I do roller derby. I eat food.
Okay but what about the lesbian communes?
Things are bleak in Edna Lepucki’s California, what with the ever-present threat of rape and mutilation from the Pirates* and everyone accepting that survival means reverting back to a more traditional gendered division of labour.** Do you think any feminist/lesbian communes still exist in this scenario? You know, the old school radicals who sort of threw up their hands and said, “welp, the world is fucked, let’s get as far away from it as we can and start over.” Because I’d be tempted to set out in search of one, or start my own.*** Women who’ve been living off the land for decades would probably know a thing or two about survival, and probably about defending their land from intruders and equitable division of labour. (You know they’ve put A LOT of thought into division of labour.)
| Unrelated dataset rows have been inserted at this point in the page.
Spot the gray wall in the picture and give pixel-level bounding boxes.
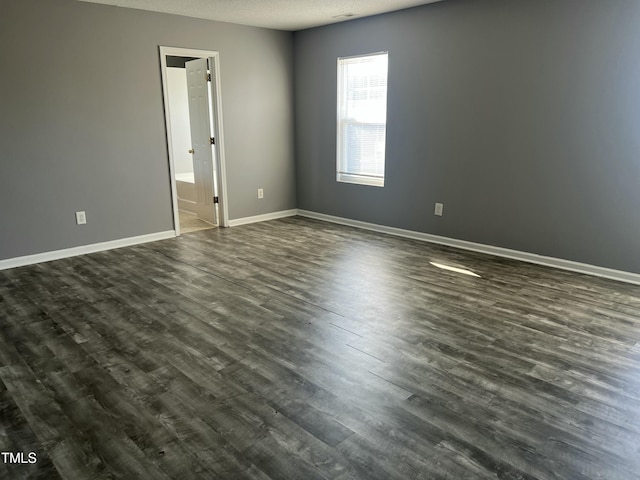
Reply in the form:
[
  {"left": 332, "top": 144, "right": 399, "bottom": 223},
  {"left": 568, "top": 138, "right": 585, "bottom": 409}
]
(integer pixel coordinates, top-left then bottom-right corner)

I think the first thing that got me into dystopia was feminist science fiction (e.g. Marge Piercy), so while I think Lepucki’s world is definitely realistic and possible, and really only a step away from ours, when I imagine the future I like to think about how our understanding of sex and gender could be different.
*Did this remind anyone of the reavers in Firefly?
**Ask me why I think this is bullshit.
***Hell, sometimes I’m tempted to do it now.
Because one of my favorite things to do is to find new people to follow and then prowl through their archives, I happened across this amazing bit from our fellow Reblog Book Clubber youngadultescent, stemming from an earlier discussion on how male Unlikables and female Unlikables are treated differently by audiences (and reviewers, I would argue).
I see a lot of myself in Frieda—not just in her personality, but in the way she handles her relationship with Cal. So when Sara Sklaroff wrote in the Washington Post that “[Lepucki’s] protagonist, Frida, isn’t much of a heroine. She’s annoying, self-centered and tragically naive,” it really struck me off-guard. No, she’s not perfect—but neither is Cal or Micah, and there’s not a quibble about them.
In fact, I would argue that there’s a humanity, a core to Frieda that really comes across in the story, a realness that I’ve not experienced in a long time. She’s not a caricature. I want to see more characters, but especially more women, like Frieda.
Ding ding ding! Pretty tired of seeing people criticize women for acting like people.